- Directed by: Mahesh P. Sreenivasan
- Written by: Sree Kumar Arackal
- Produced by: Benny Peters
- Cinematography: Lawell S.
- Edited by: Raja Mohammed
- Music by: Sreejju Sreedhar Manikandan
- Production company: Indie Films
- Release date: 31 May 2024;
- Country: India
- Language: Malayalam

= Kudumba Sthreeyum Kunjadum =

2024 Indian film

Kudumba Sthreeyum Kunjadum is a 2024 Indian Malayalam-language comedy drama film directed by Mahesh P. Sreenivasan and written by Sree Kumar Arackal. The film stars Dhyan Sreenivasan, Salim Kumar, Guinness Pakru, and Anna Rajan.

==Plot==

A police officer pursues a gang of thieves.

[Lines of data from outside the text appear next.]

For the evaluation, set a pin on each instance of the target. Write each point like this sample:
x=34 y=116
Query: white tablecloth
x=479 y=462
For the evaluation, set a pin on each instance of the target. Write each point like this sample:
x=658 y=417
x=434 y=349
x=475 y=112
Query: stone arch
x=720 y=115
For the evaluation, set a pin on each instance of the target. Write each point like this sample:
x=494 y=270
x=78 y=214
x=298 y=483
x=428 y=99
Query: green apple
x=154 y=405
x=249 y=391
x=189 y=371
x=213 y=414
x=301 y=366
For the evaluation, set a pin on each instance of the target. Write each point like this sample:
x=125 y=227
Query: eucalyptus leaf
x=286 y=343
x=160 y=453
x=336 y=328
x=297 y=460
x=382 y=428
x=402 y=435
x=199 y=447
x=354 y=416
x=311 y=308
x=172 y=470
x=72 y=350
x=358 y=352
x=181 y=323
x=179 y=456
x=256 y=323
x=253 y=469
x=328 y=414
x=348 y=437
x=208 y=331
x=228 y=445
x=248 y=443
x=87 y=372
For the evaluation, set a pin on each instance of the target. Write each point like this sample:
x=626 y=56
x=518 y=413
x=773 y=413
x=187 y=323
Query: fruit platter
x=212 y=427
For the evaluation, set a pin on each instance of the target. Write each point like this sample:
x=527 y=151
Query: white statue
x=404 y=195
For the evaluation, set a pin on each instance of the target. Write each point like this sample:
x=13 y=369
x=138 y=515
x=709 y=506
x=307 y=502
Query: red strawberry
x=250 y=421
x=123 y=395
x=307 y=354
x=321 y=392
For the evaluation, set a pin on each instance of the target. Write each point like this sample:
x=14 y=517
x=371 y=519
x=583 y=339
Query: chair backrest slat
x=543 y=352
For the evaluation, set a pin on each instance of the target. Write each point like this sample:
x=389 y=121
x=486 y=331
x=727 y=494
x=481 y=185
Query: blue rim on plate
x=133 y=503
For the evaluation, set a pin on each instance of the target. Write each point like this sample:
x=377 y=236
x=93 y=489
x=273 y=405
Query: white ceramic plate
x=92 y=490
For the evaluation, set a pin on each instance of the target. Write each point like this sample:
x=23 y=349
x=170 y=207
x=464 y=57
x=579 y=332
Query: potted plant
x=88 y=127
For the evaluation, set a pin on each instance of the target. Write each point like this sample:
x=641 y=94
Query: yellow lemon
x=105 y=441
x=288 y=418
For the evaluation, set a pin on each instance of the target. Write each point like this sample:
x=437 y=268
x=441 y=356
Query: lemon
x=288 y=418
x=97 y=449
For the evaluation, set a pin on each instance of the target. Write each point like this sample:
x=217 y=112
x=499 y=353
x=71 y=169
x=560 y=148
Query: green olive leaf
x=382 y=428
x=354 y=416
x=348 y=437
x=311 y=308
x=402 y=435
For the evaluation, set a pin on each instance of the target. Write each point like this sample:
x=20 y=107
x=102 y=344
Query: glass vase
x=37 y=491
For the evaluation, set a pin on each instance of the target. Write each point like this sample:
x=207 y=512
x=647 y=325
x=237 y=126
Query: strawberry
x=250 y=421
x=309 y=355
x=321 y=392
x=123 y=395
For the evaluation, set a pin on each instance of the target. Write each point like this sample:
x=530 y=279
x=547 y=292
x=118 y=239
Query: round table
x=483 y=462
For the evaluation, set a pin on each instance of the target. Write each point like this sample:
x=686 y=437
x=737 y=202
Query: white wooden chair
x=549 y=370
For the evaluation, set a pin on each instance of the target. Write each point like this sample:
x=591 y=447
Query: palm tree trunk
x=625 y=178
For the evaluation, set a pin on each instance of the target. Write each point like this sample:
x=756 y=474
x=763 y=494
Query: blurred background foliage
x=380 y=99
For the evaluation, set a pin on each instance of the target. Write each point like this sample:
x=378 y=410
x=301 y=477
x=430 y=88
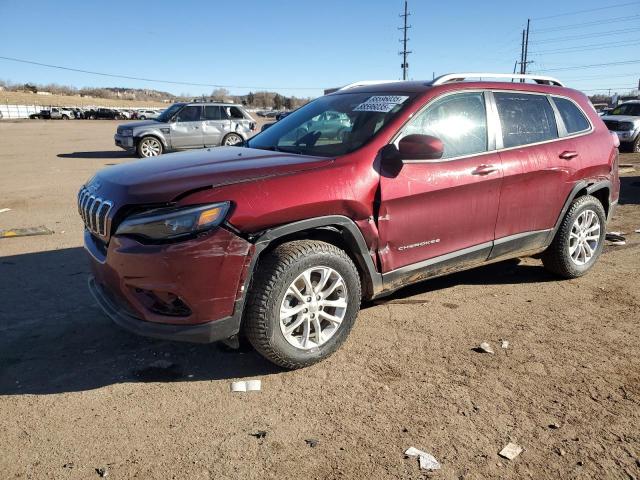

Meanwhile, a husband returns from overseas with his wife, leading to marital complexities.

== Cast ==

- Dhyan Sreenivasan as Jijo
- Anna Rajan as Clara Sunny
- Kalabhavan Shajohn as CI Gopalakrishnan
- Guinness Pakru as Unni
- Jaffar Idukki as Koya
- Salim Kumar as Adv.Alex
- Maniyanpilla Raju as Fr Benedict
- Saju Navodaya as Dasappan
- Sneha Babu as Meera
- Manka Mahesh as Clara's Mother
- Benny Peters as Sunny
- Jayakrishnan as Sreedharan
- Sneha Sreekumar as Mary

== Release ==
The film was released in theatres on 31 May 2024.